La "culture de guerre" commence à s’imposer, comme le montre la phrase prononcée le 8 août à l’Académie des sciences morales et politiques par le philosophe français Henri Bergson : "La lutte engagée contre l’Allemagne est la lutte même de la civilisation contre la barbarie." Les opinions publiques sont majoritairement ralliées à la guerre, même si certaines catégories sociales sont rétives, comme les paysans russes. Dans les villes russes, on observe un enthousiasme patriotique, tandis que les Français, convaincus d’avoir été agressés par l’Allemagne, passent de la "consternation" à l’"élan patriotique" et que l’Allemagne, souhaitant se défendre contre la Russie, est balayée par un même enthousiasme – quoiqu’il convienne de nuancer, en dehors du cas spécifique berlinois, l’intensité réelle et générale du sentiment belliqueux de la population.
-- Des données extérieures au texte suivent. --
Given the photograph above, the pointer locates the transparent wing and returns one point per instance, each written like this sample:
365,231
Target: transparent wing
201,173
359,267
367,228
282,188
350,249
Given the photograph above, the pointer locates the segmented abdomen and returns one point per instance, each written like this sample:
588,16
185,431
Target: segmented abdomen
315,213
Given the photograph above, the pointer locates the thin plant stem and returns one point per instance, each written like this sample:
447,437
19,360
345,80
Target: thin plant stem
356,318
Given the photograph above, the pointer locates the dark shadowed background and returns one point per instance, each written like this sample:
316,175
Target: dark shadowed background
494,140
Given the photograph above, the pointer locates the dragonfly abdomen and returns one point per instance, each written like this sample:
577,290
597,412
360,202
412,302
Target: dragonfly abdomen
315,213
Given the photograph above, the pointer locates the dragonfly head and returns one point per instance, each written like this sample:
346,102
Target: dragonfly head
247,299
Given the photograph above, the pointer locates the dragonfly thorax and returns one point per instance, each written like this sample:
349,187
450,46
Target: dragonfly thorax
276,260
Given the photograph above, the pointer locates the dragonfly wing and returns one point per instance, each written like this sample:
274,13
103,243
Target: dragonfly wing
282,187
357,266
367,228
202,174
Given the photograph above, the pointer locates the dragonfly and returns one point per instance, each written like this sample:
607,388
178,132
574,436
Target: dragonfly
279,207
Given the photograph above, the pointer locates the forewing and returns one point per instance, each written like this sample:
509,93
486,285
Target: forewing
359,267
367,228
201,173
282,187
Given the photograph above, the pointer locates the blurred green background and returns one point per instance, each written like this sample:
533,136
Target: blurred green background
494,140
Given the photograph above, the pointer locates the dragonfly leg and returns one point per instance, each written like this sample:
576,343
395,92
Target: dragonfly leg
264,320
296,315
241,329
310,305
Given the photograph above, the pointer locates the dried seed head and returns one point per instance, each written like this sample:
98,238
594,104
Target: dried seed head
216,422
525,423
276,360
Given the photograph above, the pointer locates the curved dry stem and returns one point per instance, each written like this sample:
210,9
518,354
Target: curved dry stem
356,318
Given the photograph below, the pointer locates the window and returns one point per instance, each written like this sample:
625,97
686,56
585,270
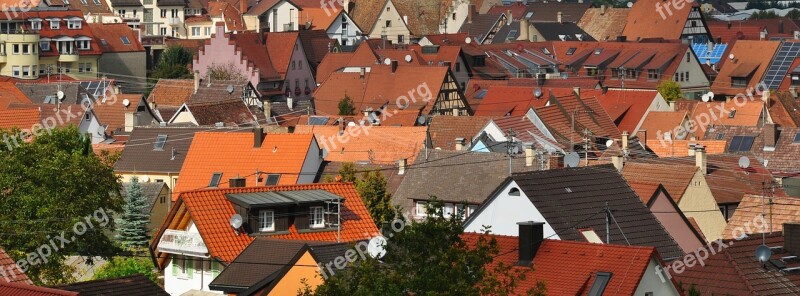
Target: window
317,219
272,179
215,178
266,220
161,140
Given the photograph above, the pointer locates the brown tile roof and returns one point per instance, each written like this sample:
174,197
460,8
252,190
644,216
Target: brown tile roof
109,36
171,92
604,25
133,285
371,144
444,130
675,178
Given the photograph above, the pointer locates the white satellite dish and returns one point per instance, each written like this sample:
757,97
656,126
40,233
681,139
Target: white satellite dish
744,162
236,221
572,159
377,247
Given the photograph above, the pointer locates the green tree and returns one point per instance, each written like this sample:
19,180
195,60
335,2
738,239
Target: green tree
52,187
125,266
133,225
346,106
670,90
172,64
372,189
429,258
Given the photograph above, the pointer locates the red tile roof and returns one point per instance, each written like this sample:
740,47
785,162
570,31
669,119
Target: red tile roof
232,154
568,268
210,211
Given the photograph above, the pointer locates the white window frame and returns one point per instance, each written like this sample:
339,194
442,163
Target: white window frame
317,218
266,220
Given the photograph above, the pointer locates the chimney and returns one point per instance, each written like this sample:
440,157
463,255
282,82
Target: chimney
770,135
258,137
531,235
196,80
237,182
460,144
700,158
529,155
618,162
401,166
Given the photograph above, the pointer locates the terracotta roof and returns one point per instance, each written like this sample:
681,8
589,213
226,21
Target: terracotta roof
604,24
19,289
109,36
643,23
675,177
782,210
171,92
210,210
232,154
372,144
444,130
733,270
569,268
749,56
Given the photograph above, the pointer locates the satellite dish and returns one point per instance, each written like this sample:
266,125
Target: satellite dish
744,162
377,247
763,253
572,159
236,221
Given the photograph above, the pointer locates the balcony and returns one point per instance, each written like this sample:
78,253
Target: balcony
182,242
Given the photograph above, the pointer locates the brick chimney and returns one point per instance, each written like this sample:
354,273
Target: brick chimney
531,235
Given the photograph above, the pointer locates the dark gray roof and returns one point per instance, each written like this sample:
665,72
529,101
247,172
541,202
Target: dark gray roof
139,155
573,198
455,176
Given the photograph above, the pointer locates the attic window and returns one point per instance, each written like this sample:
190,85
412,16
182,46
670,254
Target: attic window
161,140
215,180
272,179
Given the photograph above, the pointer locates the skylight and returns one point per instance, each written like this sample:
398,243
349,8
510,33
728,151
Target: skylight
215,180
161,140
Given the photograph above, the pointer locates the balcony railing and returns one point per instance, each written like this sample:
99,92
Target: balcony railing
182,242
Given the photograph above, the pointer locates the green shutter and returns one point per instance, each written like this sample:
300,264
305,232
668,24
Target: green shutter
214,268
174,265
189,266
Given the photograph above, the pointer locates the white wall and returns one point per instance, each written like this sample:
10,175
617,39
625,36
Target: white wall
651,282
504,211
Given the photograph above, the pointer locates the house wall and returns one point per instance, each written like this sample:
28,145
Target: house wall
652,283
398,26
219,51
130,68
504,211
305,269
669,216
698,202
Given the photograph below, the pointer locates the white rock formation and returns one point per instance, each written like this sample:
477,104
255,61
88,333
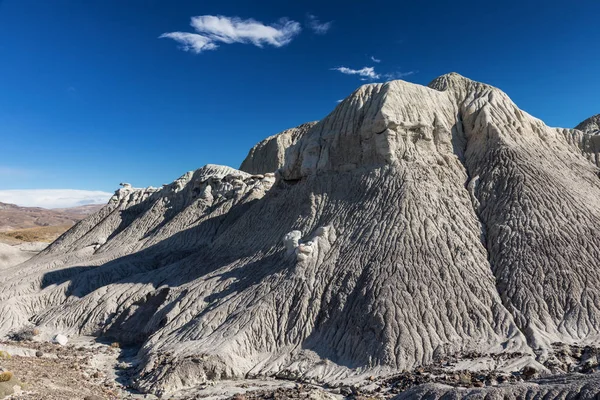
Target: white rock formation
269,154
424,222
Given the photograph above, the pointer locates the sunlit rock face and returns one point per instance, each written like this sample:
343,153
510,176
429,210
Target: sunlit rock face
410,224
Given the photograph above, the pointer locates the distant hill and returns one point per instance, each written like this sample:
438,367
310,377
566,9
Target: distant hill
41,224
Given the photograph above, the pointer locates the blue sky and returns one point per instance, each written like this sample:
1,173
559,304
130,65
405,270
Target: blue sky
90,96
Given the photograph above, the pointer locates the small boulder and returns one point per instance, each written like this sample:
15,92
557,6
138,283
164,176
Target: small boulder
61,339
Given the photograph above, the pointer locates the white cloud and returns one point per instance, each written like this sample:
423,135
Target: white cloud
318,27
213,30
191,41
368,73
12,172
365,72
53,198
399,75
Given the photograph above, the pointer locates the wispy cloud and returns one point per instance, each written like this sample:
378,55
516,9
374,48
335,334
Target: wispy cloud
318,27
369,73
53,198
12,172
398,75
211,31
365,72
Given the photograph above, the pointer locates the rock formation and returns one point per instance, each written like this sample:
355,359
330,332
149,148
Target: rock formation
411,224
269,154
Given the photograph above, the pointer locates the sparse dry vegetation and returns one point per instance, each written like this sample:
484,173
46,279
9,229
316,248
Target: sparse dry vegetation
38,234
6,376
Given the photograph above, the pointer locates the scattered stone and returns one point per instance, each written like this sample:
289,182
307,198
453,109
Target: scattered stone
61,339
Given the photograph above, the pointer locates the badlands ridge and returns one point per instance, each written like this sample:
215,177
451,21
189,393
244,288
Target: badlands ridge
411,225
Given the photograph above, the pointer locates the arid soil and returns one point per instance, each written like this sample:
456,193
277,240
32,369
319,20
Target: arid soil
14,217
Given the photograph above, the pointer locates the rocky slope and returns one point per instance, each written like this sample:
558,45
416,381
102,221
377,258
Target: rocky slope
411,225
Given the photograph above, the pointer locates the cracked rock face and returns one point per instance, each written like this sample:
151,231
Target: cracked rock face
410,224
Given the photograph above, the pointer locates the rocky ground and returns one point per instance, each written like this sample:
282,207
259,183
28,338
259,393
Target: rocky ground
90,370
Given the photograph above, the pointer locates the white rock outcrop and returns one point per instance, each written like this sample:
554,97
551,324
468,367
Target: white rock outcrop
424,222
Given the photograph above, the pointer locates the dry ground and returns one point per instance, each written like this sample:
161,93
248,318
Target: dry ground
46,234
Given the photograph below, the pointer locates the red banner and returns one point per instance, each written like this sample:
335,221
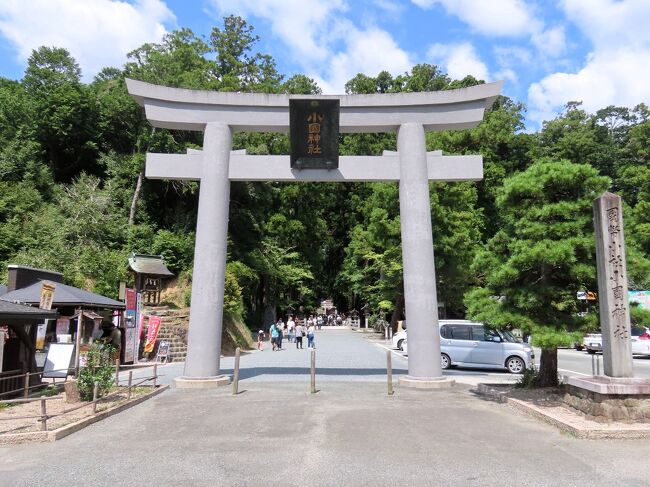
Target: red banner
131,298
152,333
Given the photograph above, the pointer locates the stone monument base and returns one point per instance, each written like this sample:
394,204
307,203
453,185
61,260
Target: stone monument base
201,382
432,383
606,399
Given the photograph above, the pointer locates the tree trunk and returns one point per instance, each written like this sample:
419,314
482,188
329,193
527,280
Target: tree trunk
547,376
136,196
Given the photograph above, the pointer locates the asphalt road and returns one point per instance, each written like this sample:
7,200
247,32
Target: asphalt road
342,354
349,433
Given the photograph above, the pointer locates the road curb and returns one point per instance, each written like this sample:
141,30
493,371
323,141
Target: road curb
68,429
581,432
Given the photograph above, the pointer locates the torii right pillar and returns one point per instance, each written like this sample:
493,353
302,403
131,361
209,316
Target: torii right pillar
421,301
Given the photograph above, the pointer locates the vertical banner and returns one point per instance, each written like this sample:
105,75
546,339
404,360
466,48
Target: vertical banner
130,317
139,318
129,344
40,336
152,333
62,326
131,304
47,295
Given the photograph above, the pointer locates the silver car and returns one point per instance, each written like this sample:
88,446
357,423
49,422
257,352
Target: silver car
475,345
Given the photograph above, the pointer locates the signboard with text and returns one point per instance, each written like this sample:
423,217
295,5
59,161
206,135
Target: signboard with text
47,295
314,133
152,333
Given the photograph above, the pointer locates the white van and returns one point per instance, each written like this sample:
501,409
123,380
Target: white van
470,344
476,345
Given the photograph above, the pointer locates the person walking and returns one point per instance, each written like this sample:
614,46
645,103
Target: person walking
260,339
311,331
273,331
280,326
291,328
300,332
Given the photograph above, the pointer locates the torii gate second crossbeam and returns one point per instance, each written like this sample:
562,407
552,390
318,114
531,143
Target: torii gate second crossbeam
219,114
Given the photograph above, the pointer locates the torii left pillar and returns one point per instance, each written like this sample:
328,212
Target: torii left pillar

Les insubordonnés sont rares, tandis que les volontaires affluent : en quelques jours, 20 000 Belges se présentent aux bureaux de recrutement.
Le consentement initial des populations à la guerre est renforcé par la conviction que la guerre sera courte. Cette illusion est dissipée après la victoire française sur la Marne et la progressive installation dans la guerre de position. À l’automne 1914, "la guerre courte devient un mythe".